How to prove your Ratpack app is non-blocking.

Using the Ratpack framework can be tricky. It's easy to get something working but it's harder to ensure that your code is non-blocking.  This post will detail how to prove your code is non-blocking with automated tests.

Background - What's the problem?

In order to realise the performance benefits of the Ratpack framework you have to ensure that your code is non-blocking.  This means ensuring that your Java Threads are always busy and not waiting for I/O (i.e. non-blocking).  As soon as your thread kicks off an I/O task (e.g. sending a http request or making a DB call), it should be able to switch to another task.  Once the I/O eventually completes an event is fired which informs that the next step in the code can be performed, typically doing something with the result of the I/O task.  This means that a huge number of tasks which are I/O bound (i.e. spend a significant amount of time waiting for I/O) can be performed in parallel with only a small number of threads.  This approach can have significant CPU and memory benefits.  However, it comes at the price of increased code complexity.

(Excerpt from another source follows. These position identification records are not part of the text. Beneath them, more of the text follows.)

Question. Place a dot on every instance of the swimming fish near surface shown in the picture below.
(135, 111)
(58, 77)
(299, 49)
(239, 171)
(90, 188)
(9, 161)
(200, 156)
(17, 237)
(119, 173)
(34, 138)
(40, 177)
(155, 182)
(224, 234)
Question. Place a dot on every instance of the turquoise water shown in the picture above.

In my opinion, the biggest problem is where you accidentally make your code blocking i.e. the Thread is blocked waiting for the I/O to finish and doesn't do anything useful in the meantime.  Just because you are using asynchronous libraries, there's nothing stopping you calling a blocking method by mistake.  In this situation you go back to the traditional synchronous model whereby you can only hope to achieve more parallel tasks being executed by adding more threads to your application.  What makes this situation worse with a Ratpack application is that you have invariably assumed non-bocking code and have only allocated a small number of threads to your application (the default is two threads per CPU core).  This can result in a drastic decrease in throughput.


These bugs can easily sneak through into production for several reasons.  Firstly, you can make your code inadvertently block a thread for a variety of very subtle reasons.  You don't even need to call any blocking methods yourself, to introduce blocking code.  As an example, see this code which calls Cassandra - it makes any thread which subscribes to the returned Observable block on I/O.  Secondly, when the offending blocking code is invoked from tests, unless under load, it will not only work fine but respond with the same latency as if it was non-blocking.  In this scenario, only performance tests have the potential to stop your bug going live.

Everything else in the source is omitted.